Integration debate
October 15, 2010Muslims from former French colonies in North Africa immigrated to France throughout the second half of the last century, and now their children and grandchildren are growing up French.
While Muslims still face discrimination, many have successfully integrated and are a part of French society, which now has Western Europe's largest Muslim population.
Amira Beshallah is one such example of a successfully integrated second-generation French Muslim. After a day of classes at the Sorbonne University in Paris, she comes home to an apartment near the Seine River, where she lives with her parents.
The 19-year-old is earning an undergraduate degree in literature and communications and wants to become a television journalist. Amira's parents immigrated to France from the North African country of Tunisia, but she says she identifies more with France than with the country of her parents' birth.

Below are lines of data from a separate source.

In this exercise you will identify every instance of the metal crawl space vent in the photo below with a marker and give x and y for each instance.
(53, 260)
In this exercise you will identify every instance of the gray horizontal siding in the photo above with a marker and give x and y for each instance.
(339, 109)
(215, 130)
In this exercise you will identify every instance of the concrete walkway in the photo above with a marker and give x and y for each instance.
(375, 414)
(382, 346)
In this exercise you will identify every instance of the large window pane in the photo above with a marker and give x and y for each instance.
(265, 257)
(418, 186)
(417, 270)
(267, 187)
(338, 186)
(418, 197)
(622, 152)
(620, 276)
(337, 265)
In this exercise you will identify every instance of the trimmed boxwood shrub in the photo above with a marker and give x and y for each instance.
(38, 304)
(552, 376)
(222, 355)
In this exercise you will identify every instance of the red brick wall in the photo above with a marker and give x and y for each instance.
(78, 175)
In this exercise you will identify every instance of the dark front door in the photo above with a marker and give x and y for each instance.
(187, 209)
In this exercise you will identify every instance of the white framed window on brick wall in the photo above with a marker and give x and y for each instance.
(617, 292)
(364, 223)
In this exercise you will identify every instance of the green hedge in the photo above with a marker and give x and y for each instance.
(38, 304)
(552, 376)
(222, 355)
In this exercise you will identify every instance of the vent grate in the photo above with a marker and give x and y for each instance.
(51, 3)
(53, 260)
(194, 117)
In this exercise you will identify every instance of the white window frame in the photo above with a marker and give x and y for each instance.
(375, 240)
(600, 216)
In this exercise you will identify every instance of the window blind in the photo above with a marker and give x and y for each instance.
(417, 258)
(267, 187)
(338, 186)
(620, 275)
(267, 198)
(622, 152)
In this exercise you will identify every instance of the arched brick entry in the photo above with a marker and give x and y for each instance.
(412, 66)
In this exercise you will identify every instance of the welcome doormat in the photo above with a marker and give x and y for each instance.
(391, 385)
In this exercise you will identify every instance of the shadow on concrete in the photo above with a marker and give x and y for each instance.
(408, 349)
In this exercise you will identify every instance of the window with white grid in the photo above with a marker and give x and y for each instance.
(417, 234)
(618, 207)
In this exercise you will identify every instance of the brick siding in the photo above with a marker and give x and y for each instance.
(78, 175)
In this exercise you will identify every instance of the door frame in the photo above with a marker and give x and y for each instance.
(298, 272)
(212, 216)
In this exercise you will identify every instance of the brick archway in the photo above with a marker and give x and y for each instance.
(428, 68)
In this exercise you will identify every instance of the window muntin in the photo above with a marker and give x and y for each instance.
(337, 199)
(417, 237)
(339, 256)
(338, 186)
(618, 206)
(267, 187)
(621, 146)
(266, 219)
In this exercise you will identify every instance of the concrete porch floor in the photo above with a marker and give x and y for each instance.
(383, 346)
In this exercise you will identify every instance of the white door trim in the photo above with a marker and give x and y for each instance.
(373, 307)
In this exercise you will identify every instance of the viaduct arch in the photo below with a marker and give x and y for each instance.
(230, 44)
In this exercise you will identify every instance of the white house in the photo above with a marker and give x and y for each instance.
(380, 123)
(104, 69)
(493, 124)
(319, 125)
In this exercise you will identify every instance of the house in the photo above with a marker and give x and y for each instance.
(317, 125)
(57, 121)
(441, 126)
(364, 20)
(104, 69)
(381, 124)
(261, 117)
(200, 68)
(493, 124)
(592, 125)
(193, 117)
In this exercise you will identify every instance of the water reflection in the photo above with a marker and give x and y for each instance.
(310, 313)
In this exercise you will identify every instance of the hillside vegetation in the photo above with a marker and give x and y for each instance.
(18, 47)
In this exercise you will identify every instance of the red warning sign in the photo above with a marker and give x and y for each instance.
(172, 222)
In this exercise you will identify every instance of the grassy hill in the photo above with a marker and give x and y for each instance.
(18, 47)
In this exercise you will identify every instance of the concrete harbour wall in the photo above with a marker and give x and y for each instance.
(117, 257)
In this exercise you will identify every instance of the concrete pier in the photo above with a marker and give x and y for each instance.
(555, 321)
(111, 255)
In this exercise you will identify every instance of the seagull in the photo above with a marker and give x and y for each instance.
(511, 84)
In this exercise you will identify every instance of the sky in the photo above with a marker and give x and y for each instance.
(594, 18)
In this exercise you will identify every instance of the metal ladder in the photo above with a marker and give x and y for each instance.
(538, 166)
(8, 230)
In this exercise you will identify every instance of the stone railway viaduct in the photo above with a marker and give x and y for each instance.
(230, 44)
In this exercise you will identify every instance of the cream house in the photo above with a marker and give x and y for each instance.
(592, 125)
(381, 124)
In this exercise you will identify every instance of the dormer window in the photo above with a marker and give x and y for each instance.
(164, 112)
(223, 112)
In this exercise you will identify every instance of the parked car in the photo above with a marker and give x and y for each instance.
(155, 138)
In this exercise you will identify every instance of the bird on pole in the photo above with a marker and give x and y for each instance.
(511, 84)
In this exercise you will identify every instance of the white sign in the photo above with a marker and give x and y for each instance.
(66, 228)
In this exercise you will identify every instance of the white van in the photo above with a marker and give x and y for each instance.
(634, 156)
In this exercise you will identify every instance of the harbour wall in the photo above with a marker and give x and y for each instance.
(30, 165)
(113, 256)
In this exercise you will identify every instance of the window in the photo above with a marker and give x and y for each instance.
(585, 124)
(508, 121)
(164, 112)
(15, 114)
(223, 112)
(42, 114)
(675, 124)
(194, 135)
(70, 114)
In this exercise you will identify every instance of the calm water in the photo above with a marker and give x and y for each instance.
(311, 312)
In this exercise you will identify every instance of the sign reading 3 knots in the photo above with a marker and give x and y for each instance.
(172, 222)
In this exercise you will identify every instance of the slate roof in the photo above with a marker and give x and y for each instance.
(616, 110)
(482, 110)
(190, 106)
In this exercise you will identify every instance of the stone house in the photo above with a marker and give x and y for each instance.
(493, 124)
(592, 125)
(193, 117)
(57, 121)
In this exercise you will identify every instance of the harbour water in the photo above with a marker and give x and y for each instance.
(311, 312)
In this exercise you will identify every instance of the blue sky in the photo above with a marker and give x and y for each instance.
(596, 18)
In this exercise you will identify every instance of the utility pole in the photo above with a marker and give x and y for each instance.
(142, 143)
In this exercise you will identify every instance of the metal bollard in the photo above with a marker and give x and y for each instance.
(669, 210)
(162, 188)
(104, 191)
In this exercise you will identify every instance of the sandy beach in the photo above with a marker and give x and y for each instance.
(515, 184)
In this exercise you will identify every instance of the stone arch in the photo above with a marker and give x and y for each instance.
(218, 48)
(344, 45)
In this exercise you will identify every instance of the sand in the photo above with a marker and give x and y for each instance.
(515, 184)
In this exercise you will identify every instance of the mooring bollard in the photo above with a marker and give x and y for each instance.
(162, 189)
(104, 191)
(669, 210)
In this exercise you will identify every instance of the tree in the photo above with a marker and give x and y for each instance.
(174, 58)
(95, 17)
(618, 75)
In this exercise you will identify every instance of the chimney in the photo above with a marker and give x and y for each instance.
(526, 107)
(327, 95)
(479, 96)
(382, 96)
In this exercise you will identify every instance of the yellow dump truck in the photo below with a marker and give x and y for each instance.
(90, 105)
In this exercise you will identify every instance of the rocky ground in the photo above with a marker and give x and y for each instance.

"Since I've been little, I've felt completely French," she says. "In fact, I didn't realize that I was any different from the typical French person until I was 15 years old and a man insulted me on the street."
Amira says the man called her dirty and then threatened to hit her. Four years on she still gets upset talking about the incident.
Since that day, Amira says she has understood that she might face discrimination when looking for a job. But she says she tries to keep a positive attitude.
Generation gap
Sitting beside her mother on the couch, the teenager's long, dark hair and dangling earrings are a contrast to her mother's neatly tucked Muslim headscarf.
Amira's mother, 48-year-old Samira Beshallah, works as a licensed nanny and takes care of three preschool-aged children.
Samira says the parents don't mind that she wears a headscarf when she takes their children out for walks or to play in the park and that wearing a headscarf in France is not problematic.
"I feel very, very good here. I feel completely at home in France," Samira says. "I raised my children here. They have all done their studies. I work, my husband is retired and I feel great."
A new direction
Amira, meanwhile, says she is not religious and would never wear a headscarf, although she does refrain from eating and drinking during the Islamic fasting month of Ramadan. She says her parents don't pressure her or their two sons to practice their faith, although she knows they expect her to marry a Muslim.
Amira says she has only one friend who wears a headscarf, but that most of her friends aren't even Muslim. She admits, however, that political talk over the last few years concerning Islamist extremism and the banning of burqas has made her feel uneasy.
"It's true that, these days, there's a spotlight on Muslims," she says. "I guess, since September 11, people are asking 'who are Muslims.' People want to know who they are. I guess it worries me a little. But still, I don't feel targeted. We are against terrorism like everybody else."
Both Amira and Samira say the Beshallah family and thousands of other Muslims are completely integrated into the French way of life - proof that Muslims can be productive members of western societies.